To prepare for his role, Ramírez felt that “it was very important to understand what a priest thinks and feels when he’s not giving the sermon in church on Sundays. I was lucky enough to talk to priests who were open to share their everyday feelings and anxieties. I also researched exorcism, and the psychological and emotional consequences that come from performing such a rite. The interviews that I did and the information that I collected indicated that it’s very close to post-traumatic stress disorder, because when you face the devil, you are going to war.”
The subject matter of “Deliver Us From Evil” raised questions to be pondered not only by audiences, but also by the cast members. Says Edgar Ramírez, “In his previous films, Scott Derrickson gives you the chance to believe that whatever happens in the movie was either the creation of a sick mind, or the influence of an evil force or spirit. So depending on what your beliefs and background were, then you could pick one of the two. In this film, Scott offers us the same choice. I like the possibility of completing the information myself. I think there is a huge amount of evil out there, evil that we cannot understand or grasp. But at the same time, this journey of playing Mendoza also taught me that there’s a huge amount of compassion and solidarity, and people who want to do good for the world.”

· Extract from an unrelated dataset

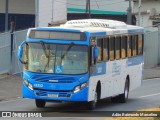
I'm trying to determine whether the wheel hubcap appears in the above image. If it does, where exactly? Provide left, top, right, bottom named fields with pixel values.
left=94, top=92, right=97, bottom=103
left=124, top=84, right=128, bottom=98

In “Deliver Us From Evil,” Sergeant Ralph Sarchie of the NYPD has seen his share of darkness on the mean streets of the South Bronx. He has witnessed behavior on the outer edges of inhumanity, and it has begun to darken his soul, to the point of affecting his relationship with his wife and their young daughter.

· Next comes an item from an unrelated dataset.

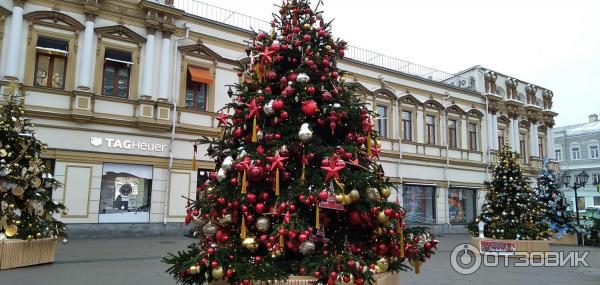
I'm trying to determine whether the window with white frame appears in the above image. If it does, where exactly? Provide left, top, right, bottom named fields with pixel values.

But when the increasingly troubled Sarchie is summoned to investigate a bizarre incident, the events which follow will test the pragmatic Sarchie’s beliefs and understanding. He finds himself in a tenuous alliance with Joe Mendoza, a renegade priest whose own faith has been tested more than once, and who tries to convince a skeptical Sarchie that the increasingly horrifying occurrences are nothing less than an encounter with several cases of demonic possession.
Opening across the Philippines on July 02, “Deliver Us From Evil” is distributed by Columbia Pictures, local office of Sony Pictures Releasing International.